“We’ve never been interested in anything that doesn’t include sex,” says Remy Bennett, granddaughter of crooner Tony Bennett. “I don’t understand who would be.”
She’s speaking for her collaborator, Émilie Richard-Froozan, who says she always wanted to make a movie touching on the things she “really liked [in movies] as a kid — which is a lot of sex.”
Richard-Froozan, a Williamsburger, and Bennett, a Lower East Sider, have been making short films together since they were in high school, about a decade ago; their first feature, a psychosexual experimental drama titled Buttercup Bill, premieres this week at the Marfa Film Festival in Texas.
The film’s protagonist Pernilla (played by Bennett) is their response to “that romantic comedy befuddlement” of concern over promiscuity, says Bennett. Cold, somewhat alienated, calculatedly playful, Pernilla is, in Richard-Froozan’s conception, “much more of a stereotypical male than a woman, emotionally, and uses sex as a way of release.” Somewhere in the South, Pernilla reunites with her estranged childhood friend (and soulmate) Patrick and proceeds to become entangled in a web of jealous mind games and subversive sexual misadventure.
Mind you, the filmmakers never intended Buttercup Bill to be transgressive.
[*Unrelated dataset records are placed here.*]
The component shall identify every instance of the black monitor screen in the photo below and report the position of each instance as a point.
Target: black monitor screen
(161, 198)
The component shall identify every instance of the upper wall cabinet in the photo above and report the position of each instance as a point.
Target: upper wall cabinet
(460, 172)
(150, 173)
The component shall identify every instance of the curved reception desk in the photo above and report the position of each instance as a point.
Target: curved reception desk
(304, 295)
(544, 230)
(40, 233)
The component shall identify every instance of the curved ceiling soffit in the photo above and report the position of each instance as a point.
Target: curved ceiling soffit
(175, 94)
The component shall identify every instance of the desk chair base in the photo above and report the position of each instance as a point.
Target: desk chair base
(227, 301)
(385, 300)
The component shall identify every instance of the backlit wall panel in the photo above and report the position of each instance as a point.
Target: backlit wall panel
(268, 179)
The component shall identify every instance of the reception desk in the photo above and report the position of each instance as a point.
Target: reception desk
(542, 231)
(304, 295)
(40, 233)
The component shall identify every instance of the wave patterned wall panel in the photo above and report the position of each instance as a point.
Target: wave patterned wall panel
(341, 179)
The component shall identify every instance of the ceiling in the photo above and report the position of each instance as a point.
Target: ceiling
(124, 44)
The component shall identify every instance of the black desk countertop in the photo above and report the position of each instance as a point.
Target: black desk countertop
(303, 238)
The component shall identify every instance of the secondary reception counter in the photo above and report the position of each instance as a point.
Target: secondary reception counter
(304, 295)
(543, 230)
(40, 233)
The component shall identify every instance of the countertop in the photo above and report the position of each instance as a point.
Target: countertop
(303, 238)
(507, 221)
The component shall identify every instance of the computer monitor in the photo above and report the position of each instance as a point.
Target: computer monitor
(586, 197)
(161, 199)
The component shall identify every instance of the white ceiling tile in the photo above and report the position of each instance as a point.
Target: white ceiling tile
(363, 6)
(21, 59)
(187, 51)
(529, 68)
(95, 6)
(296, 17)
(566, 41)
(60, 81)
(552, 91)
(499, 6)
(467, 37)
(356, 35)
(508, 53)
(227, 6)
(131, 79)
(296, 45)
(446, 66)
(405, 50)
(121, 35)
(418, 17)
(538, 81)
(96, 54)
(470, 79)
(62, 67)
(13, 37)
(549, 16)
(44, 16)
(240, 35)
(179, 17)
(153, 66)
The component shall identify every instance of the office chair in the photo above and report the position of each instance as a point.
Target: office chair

According to Richard-Froozan, “We just wrote what we thought a good story was and then as an afterthought realized that 75% of people find that shocking.”
Richard-Froozan and Bennett, both 28 and originally from New York, met at the age of 16 at an NYU Tisch Special Program for Acting and Directing in Dublin. “We started collaborating right away because I was acting, she was directing,” Bennett recalls. They both went their separate ways—Richard-Froozan to UCLA to major in Ethnographic film, Bennett to the Central School of Speech and Drama in London—but stayed firm friends.
Then, in 2010, Richard-Froozan fell in love and moved to New Orleans. The setting and the relationship inspired her. Home for Christmas, she learned she had had an imaginary childhood friend called Buttercup Bill. At the same time, she dreamed about a girl she had known of, but never met, named Pernilla. “I just came to Remy with that, and she was like, Let’s do this,” says Richard-Froozan.
“Which is so crazy!” Bennett says, laughing. “It was like: a title, the idea of an imaginary friend, ‘Pernilla’, and nothing else.”
Crazy or not, the pair started the slow process of brainstorming and writing the script. They shared the responsibilities of writer/director, which they believe made for a more well-rounded film. Both women have similar sensibilities and share a sophisticated mental library of (primarily European) films and literature, which—however subtly—influences their writing and aesthetic. Painstakingly, they mapped out the feature—a film centering on tormented love, and drawing heavily on autobiographical elements of both their lives. “It was like Freudian psychotherapy for four years,” is how Bennett puts it.
Like Freud, these young filmmakers are sex-centric. Richard-Froozan toyed with the idea of being a sexologist for a while, and both women express frustration with the Nancy Meyers or Nora Ephron school of female characters, for whom sex is messy and emotional. “So we made a very, very depraved sexual film, and it’s exactly what we want in our drama,” says Richard-Froozan, with satisfaction.
Luckily, Sadie Frost (of Dracula and Jude Law fame) was not one of those people: Buttercup Bill was the first feature picked up by Frost and Emma Comley’s just-launched production company Blonde to Black Pictures. And according to Richard-Froozan and Bennett the new producers were a dream to work with, spending each day of the 16-day shoot in New Orleans on set, during a heatwave.
Though they admit their lady producers were attracted to the idea of them being “two chicks,” both Richard-Froozan and Bennett strongly resist the idea of being branded as female filmmakers. “What I think would be so awesome is eventually if people started opening their minds about what we consider a movie that women make, or a movie that males make,” says Bennett, noting that Five Easy Pieces—arguably considered a quintessentially “male” film about “fucking and oil rigs and male isolation,” was in fact written by a woman.
Regardless, they admit that as women, and as newbies to the feature film process, their partnership was invaluable. “Going through the first feature film you’ve ever made, it’s like a million trials and tribulations, it’s fucking tough. And we just constantly are bouncing off each other,” says Bennett, “helping each other to survive through all this stuff.”
After the Marfa premiere this Thursday, they hope to take Buttercup Bill to other festivals, and to eventually get distribution. But in the meantime they’re working on other things. Richard-Froozan is headed back to LA for a change of scene and to work on new scripts, and Bennett is soon to appear in HBO’s The Leftovers. But it won’t be too long before these two inseperables will be working together again.